I have a device to acquire XRay images. Due to some technical constrains, the detector is made of heterogeneous pixel size and multiple tilted and partially overlapping tiles. The image is thus distorted. The detector geometry is known precisely.
I need a function converting these distorted images into a flat image with homogeneous pixel size. I have already done this by CPU, but I would like to give a try with OpenGL to use the GPU in a portable way.
I have no experience with OpenGL programming, and most of the information I could find on the web was useless for this use. How should I proceed ? How do I do this ?
Image size are 560×860 pixels and we have batches of 720 images to process. I’m on Ubuntu.
You might find this tutorial useful (it’s a bit old, but note that it does contain some OpenGL 2.x GLSL after the Cg section).
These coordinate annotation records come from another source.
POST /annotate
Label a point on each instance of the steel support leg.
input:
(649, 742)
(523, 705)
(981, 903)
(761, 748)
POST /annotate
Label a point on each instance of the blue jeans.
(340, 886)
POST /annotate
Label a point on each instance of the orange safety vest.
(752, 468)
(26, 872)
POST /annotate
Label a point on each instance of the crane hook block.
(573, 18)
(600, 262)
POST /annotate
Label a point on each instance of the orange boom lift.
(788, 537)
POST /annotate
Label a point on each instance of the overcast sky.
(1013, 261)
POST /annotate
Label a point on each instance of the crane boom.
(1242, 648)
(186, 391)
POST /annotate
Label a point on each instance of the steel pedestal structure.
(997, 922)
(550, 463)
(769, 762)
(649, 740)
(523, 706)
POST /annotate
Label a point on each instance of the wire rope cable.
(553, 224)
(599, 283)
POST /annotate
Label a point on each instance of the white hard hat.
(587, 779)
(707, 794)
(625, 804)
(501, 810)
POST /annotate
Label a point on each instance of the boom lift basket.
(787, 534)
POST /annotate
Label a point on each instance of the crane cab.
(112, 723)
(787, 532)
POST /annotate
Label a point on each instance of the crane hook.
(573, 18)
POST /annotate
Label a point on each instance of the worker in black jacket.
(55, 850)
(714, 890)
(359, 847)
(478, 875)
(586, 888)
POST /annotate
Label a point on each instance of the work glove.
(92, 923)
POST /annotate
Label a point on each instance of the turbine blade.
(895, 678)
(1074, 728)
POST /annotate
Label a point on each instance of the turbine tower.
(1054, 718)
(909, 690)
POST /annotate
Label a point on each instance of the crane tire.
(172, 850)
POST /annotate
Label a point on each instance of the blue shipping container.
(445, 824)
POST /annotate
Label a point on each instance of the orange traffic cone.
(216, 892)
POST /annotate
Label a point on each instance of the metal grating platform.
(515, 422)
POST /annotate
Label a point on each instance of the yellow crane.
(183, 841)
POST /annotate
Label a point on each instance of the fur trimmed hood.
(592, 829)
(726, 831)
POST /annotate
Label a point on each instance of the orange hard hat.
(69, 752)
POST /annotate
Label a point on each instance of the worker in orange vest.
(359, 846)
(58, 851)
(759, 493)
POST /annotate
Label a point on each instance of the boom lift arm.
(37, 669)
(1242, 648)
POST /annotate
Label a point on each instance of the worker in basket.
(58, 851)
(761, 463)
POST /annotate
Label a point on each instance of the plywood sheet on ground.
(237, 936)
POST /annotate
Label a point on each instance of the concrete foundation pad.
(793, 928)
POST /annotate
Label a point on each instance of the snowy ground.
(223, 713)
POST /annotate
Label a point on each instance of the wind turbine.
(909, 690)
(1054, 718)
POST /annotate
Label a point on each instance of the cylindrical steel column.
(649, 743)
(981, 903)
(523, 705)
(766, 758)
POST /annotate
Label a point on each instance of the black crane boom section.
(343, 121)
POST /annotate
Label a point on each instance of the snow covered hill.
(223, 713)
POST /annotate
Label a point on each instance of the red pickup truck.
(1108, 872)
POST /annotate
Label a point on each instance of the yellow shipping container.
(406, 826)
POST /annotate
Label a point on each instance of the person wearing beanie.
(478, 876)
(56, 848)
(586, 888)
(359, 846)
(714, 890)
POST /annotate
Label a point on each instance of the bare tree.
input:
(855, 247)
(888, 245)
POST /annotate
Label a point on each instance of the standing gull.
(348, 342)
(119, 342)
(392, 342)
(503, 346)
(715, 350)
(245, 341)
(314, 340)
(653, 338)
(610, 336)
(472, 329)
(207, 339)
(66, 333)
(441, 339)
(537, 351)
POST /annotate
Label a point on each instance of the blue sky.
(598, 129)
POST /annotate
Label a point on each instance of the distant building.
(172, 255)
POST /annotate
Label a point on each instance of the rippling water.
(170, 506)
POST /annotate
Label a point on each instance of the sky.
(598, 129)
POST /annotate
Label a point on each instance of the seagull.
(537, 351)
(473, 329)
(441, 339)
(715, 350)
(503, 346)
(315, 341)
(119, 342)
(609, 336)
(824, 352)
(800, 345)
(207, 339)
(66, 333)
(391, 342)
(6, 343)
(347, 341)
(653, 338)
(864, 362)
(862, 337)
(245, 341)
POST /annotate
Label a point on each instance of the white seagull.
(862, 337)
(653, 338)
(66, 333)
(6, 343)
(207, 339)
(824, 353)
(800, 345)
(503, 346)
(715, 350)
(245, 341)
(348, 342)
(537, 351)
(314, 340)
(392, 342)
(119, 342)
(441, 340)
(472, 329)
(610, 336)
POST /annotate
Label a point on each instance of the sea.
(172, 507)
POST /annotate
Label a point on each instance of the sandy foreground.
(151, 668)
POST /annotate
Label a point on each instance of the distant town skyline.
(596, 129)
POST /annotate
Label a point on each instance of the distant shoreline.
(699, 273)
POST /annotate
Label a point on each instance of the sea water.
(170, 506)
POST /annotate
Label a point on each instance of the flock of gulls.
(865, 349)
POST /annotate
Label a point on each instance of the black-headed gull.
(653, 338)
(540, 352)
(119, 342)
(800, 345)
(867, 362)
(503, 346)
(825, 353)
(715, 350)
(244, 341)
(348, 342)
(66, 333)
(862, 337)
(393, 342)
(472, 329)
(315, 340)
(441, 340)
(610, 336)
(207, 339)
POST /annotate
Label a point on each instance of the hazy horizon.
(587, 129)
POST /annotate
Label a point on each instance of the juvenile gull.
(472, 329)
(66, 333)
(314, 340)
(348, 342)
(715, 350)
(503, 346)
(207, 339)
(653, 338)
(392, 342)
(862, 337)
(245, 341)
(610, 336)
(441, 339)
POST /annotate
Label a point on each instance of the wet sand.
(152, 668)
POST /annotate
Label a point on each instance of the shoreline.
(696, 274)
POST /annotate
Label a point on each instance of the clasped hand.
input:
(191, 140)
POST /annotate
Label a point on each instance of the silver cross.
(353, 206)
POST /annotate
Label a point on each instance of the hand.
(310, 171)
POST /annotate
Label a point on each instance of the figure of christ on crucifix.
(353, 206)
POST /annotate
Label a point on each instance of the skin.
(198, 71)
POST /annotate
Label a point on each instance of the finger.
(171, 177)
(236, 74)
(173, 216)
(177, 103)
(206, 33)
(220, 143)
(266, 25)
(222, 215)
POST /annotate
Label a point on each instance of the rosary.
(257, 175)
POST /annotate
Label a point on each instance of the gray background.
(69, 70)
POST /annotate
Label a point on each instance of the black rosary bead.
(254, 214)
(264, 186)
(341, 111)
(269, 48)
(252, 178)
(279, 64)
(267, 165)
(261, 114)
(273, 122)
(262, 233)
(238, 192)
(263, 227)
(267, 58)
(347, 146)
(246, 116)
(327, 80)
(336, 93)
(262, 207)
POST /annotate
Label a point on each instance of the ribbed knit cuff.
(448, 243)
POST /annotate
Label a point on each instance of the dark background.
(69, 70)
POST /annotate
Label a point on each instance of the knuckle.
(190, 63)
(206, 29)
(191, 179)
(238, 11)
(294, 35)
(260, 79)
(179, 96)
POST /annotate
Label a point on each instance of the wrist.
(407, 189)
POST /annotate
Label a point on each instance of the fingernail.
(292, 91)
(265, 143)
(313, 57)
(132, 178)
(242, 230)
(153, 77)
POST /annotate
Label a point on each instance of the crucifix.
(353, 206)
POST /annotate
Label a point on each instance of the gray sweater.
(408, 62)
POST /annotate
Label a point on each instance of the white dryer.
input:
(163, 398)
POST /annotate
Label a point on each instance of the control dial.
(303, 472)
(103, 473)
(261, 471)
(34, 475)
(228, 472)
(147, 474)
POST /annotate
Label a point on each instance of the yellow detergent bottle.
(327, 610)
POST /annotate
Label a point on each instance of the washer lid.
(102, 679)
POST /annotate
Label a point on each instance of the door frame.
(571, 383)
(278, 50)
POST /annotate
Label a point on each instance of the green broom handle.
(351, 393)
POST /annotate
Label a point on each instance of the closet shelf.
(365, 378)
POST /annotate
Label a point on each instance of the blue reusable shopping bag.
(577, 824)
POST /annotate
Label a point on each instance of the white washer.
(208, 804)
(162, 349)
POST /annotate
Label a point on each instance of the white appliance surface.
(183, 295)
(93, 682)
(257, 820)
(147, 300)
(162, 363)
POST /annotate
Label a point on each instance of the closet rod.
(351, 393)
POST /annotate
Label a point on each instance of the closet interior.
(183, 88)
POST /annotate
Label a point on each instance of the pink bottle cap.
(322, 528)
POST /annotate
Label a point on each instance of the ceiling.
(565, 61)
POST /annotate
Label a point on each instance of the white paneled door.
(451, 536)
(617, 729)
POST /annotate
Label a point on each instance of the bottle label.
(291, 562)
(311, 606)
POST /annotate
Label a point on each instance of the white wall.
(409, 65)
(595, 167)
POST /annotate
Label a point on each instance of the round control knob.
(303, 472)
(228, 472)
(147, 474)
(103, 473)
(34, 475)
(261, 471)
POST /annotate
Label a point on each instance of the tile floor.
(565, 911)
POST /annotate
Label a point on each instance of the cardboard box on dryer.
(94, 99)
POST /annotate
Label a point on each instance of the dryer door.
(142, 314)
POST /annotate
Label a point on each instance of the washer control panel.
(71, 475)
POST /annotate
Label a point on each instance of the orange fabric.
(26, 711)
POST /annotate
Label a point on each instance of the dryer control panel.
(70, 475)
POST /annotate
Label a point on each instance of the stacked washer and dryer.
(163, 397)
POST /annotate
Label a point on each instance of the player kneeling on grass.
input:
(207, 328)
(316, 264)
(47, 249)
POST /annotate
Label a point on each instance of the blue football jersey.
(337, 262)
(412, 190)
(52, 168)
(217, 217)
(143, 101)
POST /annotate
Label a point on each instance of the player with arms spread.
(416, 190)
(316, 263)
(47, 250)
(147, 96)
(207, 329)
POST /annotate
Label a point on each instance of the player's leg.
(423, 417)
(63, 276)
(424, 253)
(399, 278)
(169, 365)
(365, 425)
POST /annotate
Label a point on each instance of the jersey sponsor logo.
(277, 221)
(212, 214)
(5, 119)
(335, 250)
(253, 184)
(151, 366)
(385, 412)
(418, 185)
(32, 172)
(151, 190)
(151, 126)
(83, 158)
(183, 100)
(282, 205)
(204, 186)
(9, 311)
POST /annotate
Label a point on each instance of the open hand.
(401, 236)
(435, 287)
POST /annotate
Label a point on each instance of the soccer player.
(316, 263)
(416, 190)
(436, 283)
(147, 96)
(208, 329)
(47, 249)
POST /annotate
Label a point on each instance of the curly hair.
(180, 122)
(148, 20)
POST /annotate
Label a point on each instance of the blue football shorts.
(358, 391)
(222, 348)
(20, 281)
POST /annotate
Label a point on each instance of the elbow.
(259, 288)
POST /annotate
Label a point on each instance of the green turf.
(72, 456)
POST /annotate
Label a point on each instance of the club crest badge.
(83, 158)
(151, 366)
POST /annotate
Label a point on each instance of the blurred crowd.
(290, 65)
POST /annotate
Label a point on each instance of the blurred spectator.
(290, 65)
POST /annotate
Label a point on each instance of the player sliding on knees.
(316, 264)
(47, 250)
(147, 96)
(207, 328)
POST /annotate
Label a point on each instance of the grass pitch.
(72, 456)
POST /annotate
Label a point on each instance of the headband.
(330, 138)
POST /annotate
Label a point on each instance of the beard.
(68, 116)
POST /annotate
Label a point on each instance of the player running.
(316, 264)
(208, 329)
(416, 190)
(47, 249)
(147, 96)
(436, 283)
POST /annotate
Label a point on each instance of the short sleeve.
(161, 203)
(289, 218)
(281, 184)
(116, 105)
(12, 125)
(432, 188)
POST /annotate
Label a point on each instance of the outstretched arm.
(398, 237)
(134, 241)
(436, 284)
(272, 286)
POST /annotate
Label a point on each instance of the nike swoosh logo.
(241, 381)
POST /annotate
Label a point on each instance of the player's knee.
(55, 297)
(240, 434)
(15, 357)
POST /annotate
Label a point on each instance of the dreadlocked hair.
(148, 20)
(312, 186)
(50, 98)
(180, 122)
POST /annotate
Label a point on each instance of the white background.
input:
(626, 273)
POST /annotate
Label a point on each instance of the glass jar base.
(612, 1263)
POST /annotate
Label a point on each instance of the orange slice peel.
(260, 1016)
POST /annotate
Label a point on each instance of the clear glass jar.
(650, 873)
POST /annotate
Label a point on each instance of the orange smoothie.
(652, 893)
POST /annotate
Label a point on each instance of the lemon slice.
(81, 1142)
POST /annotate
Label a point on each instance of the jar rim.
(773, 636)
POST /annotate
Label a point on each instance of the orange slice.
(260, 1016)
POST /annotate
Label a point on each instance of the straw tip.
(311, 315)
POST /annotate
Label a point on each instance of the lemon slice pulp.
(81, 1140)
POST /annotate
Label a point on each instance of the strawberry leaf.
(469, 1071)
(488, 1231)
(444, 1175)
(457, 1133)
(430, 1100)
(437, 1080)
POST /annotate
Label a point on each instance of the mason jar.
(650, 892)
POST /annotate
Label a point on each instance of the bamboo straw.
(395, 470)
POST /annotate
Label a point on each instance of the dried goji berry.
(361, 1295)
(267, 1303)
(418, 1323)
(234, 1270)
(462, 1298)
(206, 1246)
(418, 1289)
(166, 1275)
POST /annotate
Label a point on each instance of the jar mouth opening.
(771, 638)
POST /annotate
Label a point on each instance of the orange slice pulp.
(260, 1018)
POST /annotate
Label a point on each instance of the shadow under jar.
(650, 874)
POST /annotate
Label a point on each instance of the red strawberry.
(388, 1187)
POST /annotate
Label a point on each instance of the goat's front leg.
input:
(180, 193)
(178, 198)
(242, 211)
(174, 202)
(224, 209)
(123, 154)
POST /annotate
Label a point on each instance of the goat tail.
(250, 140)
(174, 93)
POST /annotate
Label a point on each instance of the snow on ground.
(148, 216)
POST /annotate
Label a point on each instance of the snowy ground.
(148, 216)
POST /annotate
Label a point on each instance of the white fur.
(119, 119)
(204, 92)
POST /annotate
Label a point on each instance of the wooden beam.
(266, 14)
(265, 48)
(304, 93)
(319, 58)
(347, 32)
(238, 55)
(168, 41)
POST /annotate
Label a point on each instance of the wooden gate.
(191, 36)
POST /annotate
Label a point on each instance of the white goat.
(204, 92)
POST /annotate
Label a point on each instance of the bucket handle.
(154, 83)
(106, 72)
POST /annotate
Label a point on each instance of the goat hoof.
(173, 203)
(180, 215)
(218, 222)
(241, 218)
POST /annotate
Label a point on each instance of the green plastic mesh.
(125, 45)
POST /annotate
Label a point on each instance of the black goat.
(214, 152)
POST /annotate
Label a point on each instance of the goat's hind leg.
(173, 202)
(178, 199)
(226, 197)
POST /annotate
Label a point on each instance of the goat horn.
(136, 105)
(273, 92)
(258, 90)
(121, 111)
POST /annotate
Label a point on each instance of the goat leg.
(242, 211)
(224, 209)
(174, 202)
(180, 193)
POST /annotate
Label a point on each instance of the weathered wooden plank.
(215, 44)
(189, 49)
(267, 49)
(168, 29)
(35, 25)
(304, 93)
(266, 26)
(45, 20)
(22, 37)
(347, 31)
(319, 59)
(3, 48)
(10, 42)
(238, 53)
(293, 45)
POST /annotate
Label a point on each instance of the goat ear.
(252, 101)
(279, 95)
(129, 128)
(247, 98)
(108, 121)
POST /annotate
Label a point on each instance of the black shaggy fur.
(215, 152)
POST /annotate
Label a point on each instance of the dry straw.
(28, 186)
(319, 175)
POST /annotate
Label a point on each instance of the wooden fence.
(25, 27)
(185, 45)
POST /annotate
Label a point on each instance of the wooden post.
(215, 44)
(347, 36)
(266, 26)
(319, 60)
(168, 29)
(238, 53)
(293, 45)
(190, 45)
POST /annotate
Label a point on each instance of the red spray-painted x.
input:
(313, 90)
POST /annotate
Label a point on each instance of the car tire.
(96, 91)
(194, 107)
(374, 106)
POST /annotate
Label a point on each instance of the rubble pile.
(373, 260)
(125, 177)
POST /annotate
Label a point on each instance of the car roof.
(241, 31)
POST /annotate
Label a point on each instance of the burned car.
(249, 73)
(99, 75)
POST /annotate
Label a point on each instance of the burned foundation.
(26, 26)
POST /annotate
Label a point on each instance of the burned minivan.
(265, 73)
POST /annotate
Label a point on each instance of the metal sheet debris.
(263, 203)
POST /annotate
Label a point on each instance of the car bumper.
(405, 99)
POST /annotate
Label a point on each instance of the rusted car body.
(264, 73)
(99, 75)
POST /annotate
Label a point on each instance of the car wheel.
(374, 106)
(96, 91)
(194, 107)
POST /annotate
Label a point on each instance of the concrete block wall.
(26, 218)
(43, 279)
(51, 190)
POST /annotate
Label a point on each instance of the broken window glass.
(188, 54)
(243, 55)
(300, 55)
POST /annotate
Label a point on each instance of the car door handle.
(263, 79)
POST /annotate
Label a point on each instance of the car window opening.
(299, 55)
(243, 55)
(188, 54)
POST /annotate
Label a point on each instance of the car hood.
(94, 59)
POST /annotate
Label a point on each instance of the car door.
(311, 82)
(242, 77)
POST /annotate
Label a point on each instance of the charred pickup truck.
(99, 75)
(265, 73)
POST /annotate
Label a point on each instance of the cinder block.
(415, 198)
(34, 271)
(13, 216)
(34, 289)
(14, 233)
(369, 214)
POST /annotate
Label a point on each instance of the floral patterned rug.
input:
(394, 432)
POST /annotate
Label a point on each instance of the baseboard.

I don’t believe there are any shortcuts to image processing in GLSL, if that’s what you’re looking for… you do need to understand a lot of the 3D rasterization aspect and historical baggage to use it effectively, although once you do have a framework for inputs and outputs set up you can forget about that and play around with your own algorithms in shader code relatively easily.
Having being doing this sort of thing for years (initially using Direct3D shaders, but more recently with CUDA) I have to say that I entirely agree with the posts here recommending CUDA/OpenCL. It makes life much simpler, and generally runs faster. I’d have to be pretty desperate to go back to a graphics API implementation of non-graphics algorithms now.